Thursday, September 25, 2008
"Moving Higher and Higher: Creating Building Blocks for the Future." That was the theme for the 2008 State of the School Address, delivered by E. Albert Reece, MD, PhD, MBA, Vice President for Medical Affairs, University of Maryland and the John Z. and Akiko K. Bowers Distinguished Professor and Dean, University of Maryland School of Medicine. Speaking to a standing-room-only crowd in the MSTF Auditorium, Dean Reece emphasized the building blocks that enable the School of Medicine remain a tower of success.
The School of Medicine currently ranks 19th out of all 129 medical schools in the country in direct grants and contract expenditures. The School of Medicine jumped up to 7th place when compared to all 76 public U.S. medical schools. The school's total revenue, which includes grants, tuition, state funding, faculty practice revenue and philanthropic gifts, was $734.5 million. Its economic impact on the state of Maryland was an impressive $1.5 billion, or a $24 return for every $1 of state investment.
Despite stiff competition for federal funding, grants and contracts to the School of Medicine increased an astounding 9.7 percent in fiscal year 2007 to 2008. Much of the credit for this achievement goes to a 19 percent increase in the number of grant requests submitted. The dean remarked that the quality of these requests has also improved, thanks to new training initiatives for faculty and fellows.
Despite uncertainty in the U.S. economy, philanthropic gifts to the School of Medicine also increased dramatically. Private gifts to the school increased 6.7 percent, to $49.1 million, and endowments have increased 5.7 percent to $173.8 million. "This is something important," said Dean Reece. "I'm very excited for our faculty, who have been able to secure these funds during this difficult time."
Another high point was a 10.7 percent increase in revenue for the Clincal Practice Plan, which collected more than $194 million. Dean Reece said University Physicians, Inc., is operating more efficiently than ever, with a net collection rate of 99 percent.

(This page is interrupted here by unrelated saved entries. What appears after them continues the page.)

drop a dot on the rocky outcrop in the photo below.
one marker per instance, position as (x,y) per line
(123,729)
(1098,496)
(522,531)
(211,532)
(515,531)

The State of the School Address was also an opportunity to look back on an historic year of discovery, success and national recognition for the accomplishments of faculty, staff and students. For example, the Marlene and Stewart Greenebaum Cancer Center earned the prestigious NCI Cancer Center designation, one of only 64 centers in the U.S. to do so. Faculty members at the University of Maryland Center for Vaccine Development received important research awards. Christopher Plowe, MD, PhD, professor and chief of the maleria section, was named a 2007 Howard Hughes Medical Institute Investigator. Kirsten Lyke, MD, assistant professor of medicine, and Miriam Laufer, PhD, assistant professor of pediatrics, each received the Doris Duke Clinical Scientist Development award. Jonas Nelson, Class of 2010, became the School of Medicine's first recipient of the Doris Duke Student Award - one of only 60 students in the country selected for this honor.
Among the Other Highlights:
• Thanks to the hard work of faculty and staff, the School of Medicine won a successful eight-year reaccreditation Liaison Committee on Medical Education (LCME).
• The University of Maryland School of Medicine now has a presence in 23 countries around the globe, thanks in large part to its Center for Vaccine Development and Institute of Human Virology.
• The School of Medicine established a new organized research center for Trauma and Anesthesiology Research.
• The Graduate Program in Life Sciences (GPILS) boasted 42 new NIH grant proposals from its trainees: 26 from students and 16 from postdoctoral fellows.
• National media coverage of the School of Medicine increased 85 percent. The total number of story placements increased 55 percent, while print and wire service placements increased 150 percent.
• The total workforce at the School of Medicine continues to grow, increasing 3 percent over the past year. That workforce is a loyal one, with the retention rate for our faculty holding steady at more than 90 percent.